= Zoraida Luces de Febres =

Venezuelan botanist, naturalist and writer (1922–2015)

Zoraida Luces de Febres (1922–2015) was a Venezuelan botanist whose specialty was grasses (agrostology). She was an important figure in Venezuelan botany for many years.

==Biography==
Zoraida Luces de Febres was born in Caracas, Venezuela, 1922. She studied for five years under the Swiss geographer and botanist Henri Pittier, then the director of the Servicio Botanico of the Venezuelan Agriculture Ministry. When American agrostologist Mary Agnes Chase came to Venezuela in 1940 to survey grasses and advise on the development of a botanical program, Chase recommended Luces for training at the Smithsonian Institution and offered to let her live at her home in Washington, D.C., during the year that would take. Luces and Chase became close friends.

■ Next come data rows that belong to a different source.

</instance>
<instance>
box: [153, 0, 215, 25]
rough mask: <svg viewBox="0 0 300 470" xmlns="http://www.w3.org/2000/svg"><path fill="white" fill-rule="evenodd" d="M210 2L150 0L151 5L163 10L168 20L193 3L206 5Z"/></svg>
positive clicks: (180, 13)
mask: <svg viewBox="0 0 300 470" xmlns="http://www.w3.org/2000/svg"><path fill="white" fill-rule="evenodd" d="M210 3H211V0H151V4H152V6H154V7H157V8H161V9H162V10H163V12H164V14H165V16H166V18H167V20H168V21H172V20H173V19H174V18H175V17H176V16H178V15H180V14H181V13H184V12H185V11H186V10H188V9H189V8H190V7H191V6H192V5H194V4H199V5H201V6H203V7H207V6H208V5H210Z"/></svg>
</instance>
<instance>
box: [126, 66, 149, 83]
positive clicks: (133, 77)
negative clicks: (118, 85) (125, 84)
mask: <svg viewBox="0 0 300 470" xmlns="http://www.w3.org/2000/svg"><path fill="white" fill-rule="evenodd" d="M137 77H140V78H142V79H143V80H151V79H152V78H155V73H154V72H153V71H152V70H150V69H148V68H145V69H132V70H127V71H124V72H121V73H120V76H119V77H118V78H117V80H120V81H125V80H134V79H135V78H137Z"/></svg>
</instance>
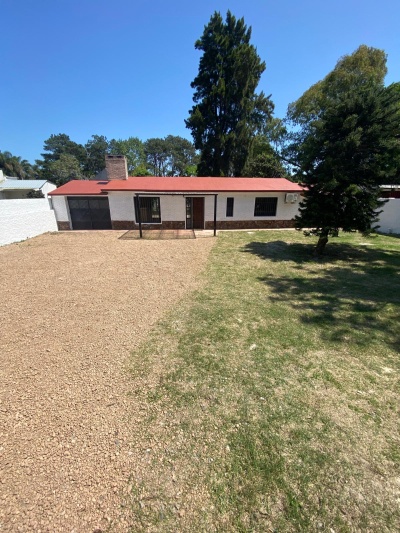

On her return to Venezuela, Luces became a government botanist and published her Generos de los Gramineas Venezuelas ("Venezuelan Grass Species") in 1942. She was one of Pittier's co-authors on the 1947 Catalogo de la flora Venezolana. In 1960, she translated Chase's First Book of Grasses to Spanish. She published Las Gramineas del Distrito Federal ("Grasses of the Federal District") in 1963. In 1995, she co-authored with botanical artist Bruno Manara a Guía ilustrada del Jardín Botánico de Caracas. She also published many articles in scientific journals.

From 1965-1979, she was on the editorial committee for Acta Botánica Venezuela; she later returned to the publication as president of the Junta Directiva 1994-1999.

==Personal life==
Luces married Nicomedes Febres. They had at least two children, Jose Nicomedes and Zoraida.